写真左側に、バビロニアというイタリア語学校がある

 こういう風景を楽しみながら休み休みゆっくり昇っていけば、しんどくもなんともない階段なのになぁ。
 あくまでも一人サクサク行く父ちゃん。
 自分が整備したグランドはいつでも人に見せたがるくせに、人が作ったこういう景色にはまったく興味を示さないなんて、ひょっとしてB型なのか??<AB型です……娘・マサエ談

 …と思っていたら、ふと立ち止まって何やら観ている父ちゃん。
 なんだろうと思ったら………
 …家庭菜園なのだった。

 なるほど………ツボはそこだったか。

 とにかくそんなわけで、僕としてはここをゆっくり上って行けばちょうど時間どおりという配分だったのだけど、サクサク行くものだから案の定、オープン前に到着してしまった。

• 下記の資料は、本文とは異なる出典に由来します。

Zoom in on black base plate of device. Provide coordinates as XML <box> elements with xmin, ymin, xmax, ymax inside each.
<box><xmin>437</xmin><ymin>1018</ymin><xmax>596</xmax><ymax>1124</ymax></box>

 9時のオープンまで、ゲート前で待たなければならない。
 すると、それはそれで3秒で飽きてしまう父ちゃん。

 ホントにもう、振り回されっぱなしの我々なのである。
 でも。
 そんな気苦労もお釣りが来るほどに、ギリシア劇場はウワサに違わぬ大絶景だった。

 影の長さからすると、午前中でもお昼前くらいのほうが理想的だったみたい。
 でも、午後遅くに逆光で観るよりは、やっぱ朝で正解だったに違いない。
 それに、朝イチだから人も少ない。
 人が少ないと、こういうことができる。

 この写真、どこで何をしているかわかりますか??
 そう、ご存知うちの奥さんのライフワーク!!

 名所で大の字♪
 ギリシア劇場で大の字、達成。

 それもこれも、人が少ない朝イチに来たおかげ。
 ちなみに、ここは海に突き出た崖の上という立地なので、背後もまた絶景だ。

 残念ながら、輝くブルーで知られるタオルミーナの海は、到着日の大雨の影響で台風後の沖縄本島沿岸のように濁っていたけれど、晴れ渡る空の下、イタリア本土を遠望できる風景はまさに絶景かな絶景かな!!

 紀元前の昔から人々が眺めていた景色である。
 この劇場は、サイズ的にはシチリアの中ではシラクサにある劇場についで2番目の大きさなのだそうだけど、その立地による絶景はきっと他の追随を許さないに違いない。
 ホントに素晴らしい眺め。
 ここで酒飲んだら美味いだろうなぁ………。

 面白いことに、もともとは美しい大理石で飾られていたこのローマ時代の闘技場も、世の中がキリスト教社会になったあとは、ただの建築資材供給場になり果て、高級な大理石はものの見事に剥がされてしまったそうだ。
 そのため今残る壁はすべてレンガの部分というわけ。

 でも。
 そのおかげで、観客席に座ると壁の間から海やエトナ山の眺望が楽しめるようになっている。
 そのため、劇場を元の通りに復元すると景色が一変してしまうということで、誰も復元しようなどとは言わないらしい。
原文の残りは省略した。